Administrative Access Security

• Default settings allow LAN zone users to access WebAdmin and SSH logins
• To secure, disable zone-based access to admin services; implement ACLs (Access Control Lists) to allow access to specific network segments via local service ACL exception rules
• Disable unnecessary services in zones to improve security

CAPTCHA Configuration

• CAPTCHA is used on login pages for additional security (especially for WAN and VPN zones)
• Disabling CAPTCHA in the WAN zone is discouraged, as it reduces security against automated attacks
• CAPTCHA functionality can be enabled/disabled globally or for individual zones (WAN, VPN).
• Configuration is managed via console commands (e.g., system captcha-authentication-global [show|enable|disable])

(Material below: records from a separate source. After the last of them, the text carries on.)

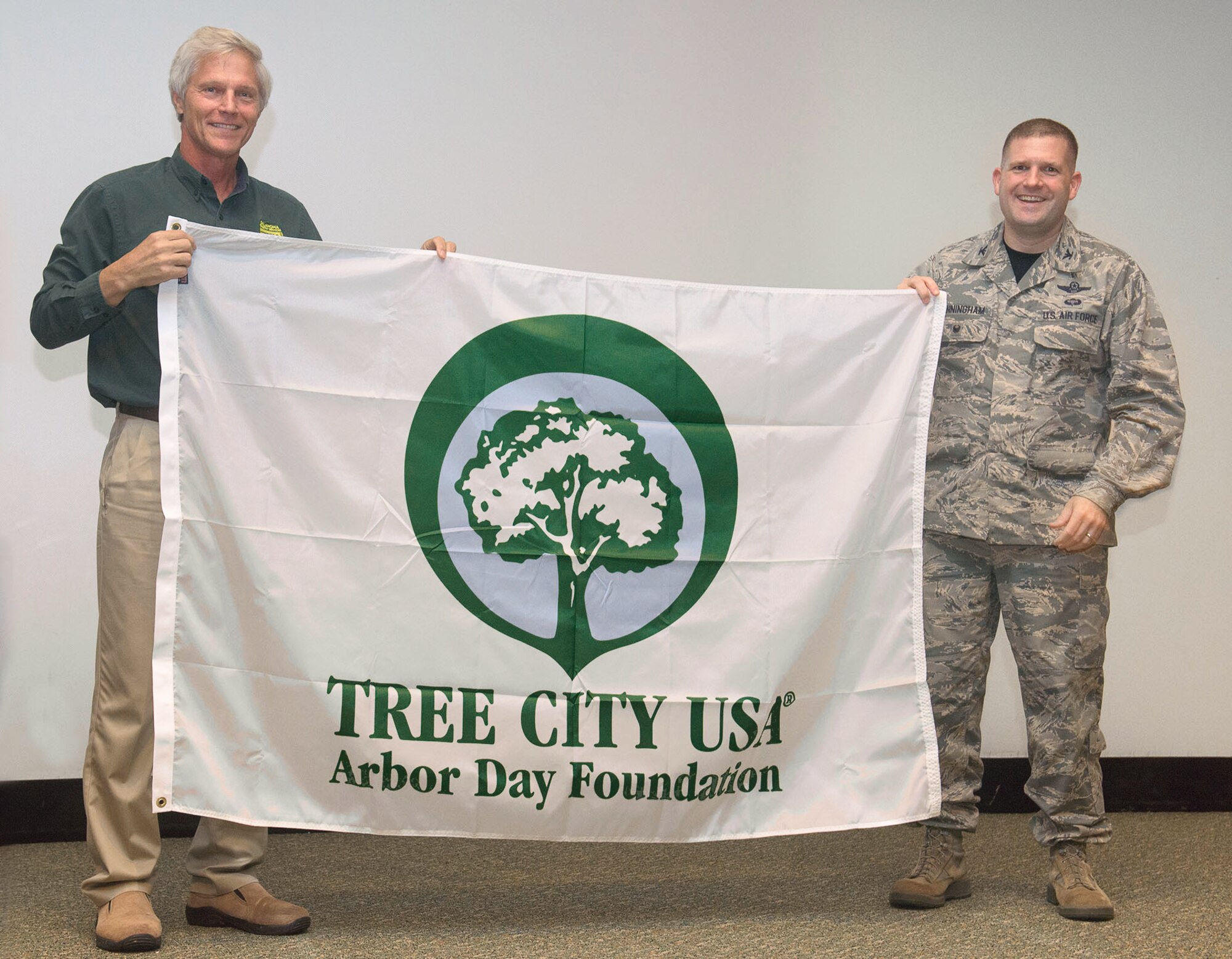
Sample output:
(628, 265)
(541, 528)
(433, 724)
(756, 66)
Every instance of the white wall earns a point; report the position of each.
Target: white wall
(779, 144)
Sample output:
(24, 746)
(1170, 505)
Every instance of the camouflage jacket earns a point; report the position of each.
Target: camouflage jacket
(1063, 384)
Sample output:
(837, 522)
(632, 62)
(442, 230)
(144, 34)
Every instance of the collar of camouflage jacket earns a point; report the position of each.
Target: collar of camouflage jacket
(1064, 256)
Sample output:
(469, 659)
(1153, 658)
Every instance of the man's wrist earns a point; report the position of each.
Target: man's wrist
(110, 286)
(1103, 495)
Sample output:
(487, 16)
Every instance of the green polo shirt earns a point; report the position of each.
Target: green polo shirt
(111, 217)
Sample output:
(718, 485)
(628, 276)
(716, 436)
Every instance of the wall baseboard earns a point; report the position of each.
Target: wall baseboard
(51, 810)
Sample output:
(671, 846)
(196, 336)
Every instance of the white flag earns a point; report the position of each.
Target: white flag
(469, 548)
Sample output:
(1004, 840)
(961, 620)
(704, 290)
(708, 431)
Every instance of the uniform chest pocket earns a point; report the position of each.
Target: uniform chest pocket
(960, 368)
(1064, 364)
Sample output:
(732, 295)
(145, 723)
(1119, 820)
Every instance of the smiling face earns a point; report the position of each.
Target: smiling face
(1035, 184)
(220, 110)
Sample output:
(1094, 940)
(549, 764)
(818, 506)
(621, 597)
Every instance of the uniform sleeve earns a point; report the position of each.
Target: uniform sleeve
(70, 305)
(1144, 401)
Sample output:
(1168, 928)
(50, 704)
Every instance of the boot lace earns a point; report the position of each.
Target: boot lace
(1074, 867)
(938, 848)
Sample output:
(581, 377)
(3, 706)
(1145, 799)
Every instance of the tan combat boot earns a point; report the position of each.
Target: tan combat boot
(128, 925)
(1072, 888)
(938, 875)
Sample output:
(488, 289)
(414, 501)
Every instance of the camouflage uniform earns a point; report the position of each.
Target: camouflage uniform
(1064, 384)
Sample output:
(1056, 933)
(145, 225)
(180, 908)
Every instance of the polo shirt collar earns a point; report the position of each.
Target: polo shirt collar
(195, 180)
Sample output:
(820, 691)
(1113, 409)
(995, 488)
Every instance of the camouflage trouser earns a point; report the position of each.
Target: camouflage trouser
(1055, 607)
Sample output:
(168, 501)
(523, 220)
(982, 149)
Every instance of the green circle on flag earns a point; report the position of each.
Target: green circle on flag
(583, 486)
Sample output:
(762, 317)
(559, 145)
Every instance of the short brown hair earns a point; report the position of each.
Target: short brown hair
(1044, 127)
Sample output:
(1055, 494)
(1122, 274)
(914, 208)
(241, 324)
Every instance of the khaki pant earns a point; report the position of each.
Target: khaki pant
(1055, 608)
(123, 831)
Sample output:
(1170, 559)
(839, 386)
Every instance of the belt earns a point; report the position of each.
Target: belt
(144, 412)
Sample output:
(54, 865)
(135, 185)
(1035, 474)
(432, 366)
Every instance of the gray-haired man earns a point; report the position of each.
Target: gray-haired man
(102, 283)
(1056, 399)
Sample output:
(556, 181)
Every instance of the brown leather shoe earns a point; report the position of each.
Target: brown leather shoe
(1072, 888)
(249, 908)
(938, 876)
(129, 925)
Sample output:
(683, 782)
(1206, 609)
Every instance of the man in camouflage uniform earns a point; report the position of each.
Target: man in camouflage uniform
(1056, 399)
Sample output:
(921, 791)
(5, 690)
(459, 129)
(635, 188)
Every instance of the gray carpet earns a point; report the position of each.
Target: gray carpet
(811, 895)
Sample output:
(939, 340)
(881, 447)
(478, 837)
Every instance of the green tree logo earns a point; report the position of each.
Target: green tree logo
(580, 486)
(585, 444)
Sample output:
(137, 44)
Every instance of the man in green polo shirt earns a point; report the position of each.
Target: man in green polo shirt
(102, 283)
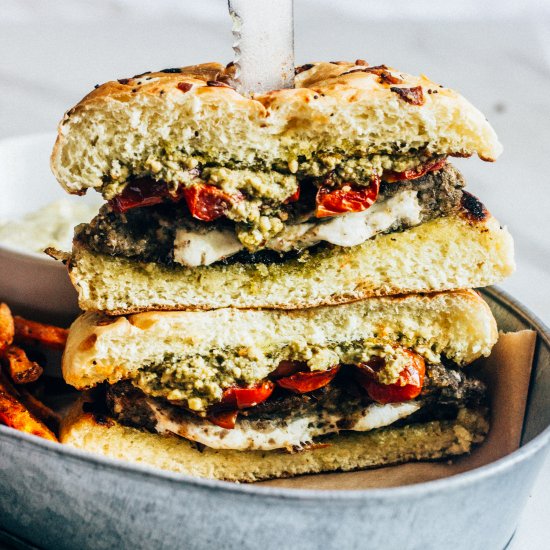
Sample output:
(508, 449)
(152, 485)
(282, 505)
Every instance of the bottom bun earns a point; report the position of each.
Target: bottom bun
(343, 452)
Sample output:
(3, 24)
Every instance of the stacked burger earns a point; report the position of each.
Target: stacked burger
(278, 284)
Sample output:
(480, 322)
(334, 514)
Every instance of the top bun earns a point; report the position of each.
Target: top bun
(165, 123)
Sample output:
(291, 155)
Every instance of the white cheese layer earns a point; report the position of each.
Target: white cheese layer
(293, 433)
(192, 248)
(354, 228)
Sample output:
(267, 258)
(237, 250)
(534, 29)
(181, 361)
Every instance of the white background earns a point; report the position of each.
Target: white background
(497, 53)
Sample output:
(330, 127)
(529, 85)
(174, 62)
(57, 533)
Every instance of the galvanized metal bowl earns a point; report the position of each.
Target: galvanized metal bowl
(57, 497)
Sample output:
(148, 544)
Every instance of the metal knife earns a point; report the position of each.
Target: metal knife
(263, 32)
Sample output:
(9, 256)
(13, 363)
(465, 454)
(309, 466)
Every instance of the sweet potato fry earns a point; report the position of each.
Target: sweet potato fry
(6, 327)
(15, 415)
(32, 332)
(39, 409)
(21, 369)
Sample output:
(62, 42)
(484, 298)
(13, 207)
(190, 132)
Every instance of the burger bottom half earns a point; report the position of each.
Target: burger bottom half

Command Line Interface (CLI) Access

• Sophos Firewall also has a CLI (command-line interface) accessible via SSH or console
• Default credentials: username: admin, password: admin (can be changed on initial setup)
• Console parameters include baud rate (38,400), data bits (8), stop bits (1), and no parity/flow control
• CLI is useful for modifying the device’s IP
• SSH access can be configured using public key authentication

Zone-Based Access Control Lists (ACLs)

• Device access allows defining services permitted within specific zones

• Admin services (administrative access to the Sophos firewall)

• Authentication services (client authentication)

• Networking services (client to firewall, DNS)

• Other services: wireless, VPN, user portal, routing, proxy, mail, SNMP.

Local Service ACL Exceptions

• Device access permits rules for local service ACL exceptions (allowing/blocking services for specified hosts)
• Rules are ordered, with later rules overriding previous ones
• Rules can be applied to either IPv4 or IPv6 (separate rules needed for both if required).

Additional notes about the documents

• Documentation is part of a larger set of guidelines for configuring Sophos Firewall device access.
• Version numbers and copyright details are provided.
• Sophos and related trademarks are clearly identified.
• Duration for topic coverage is included.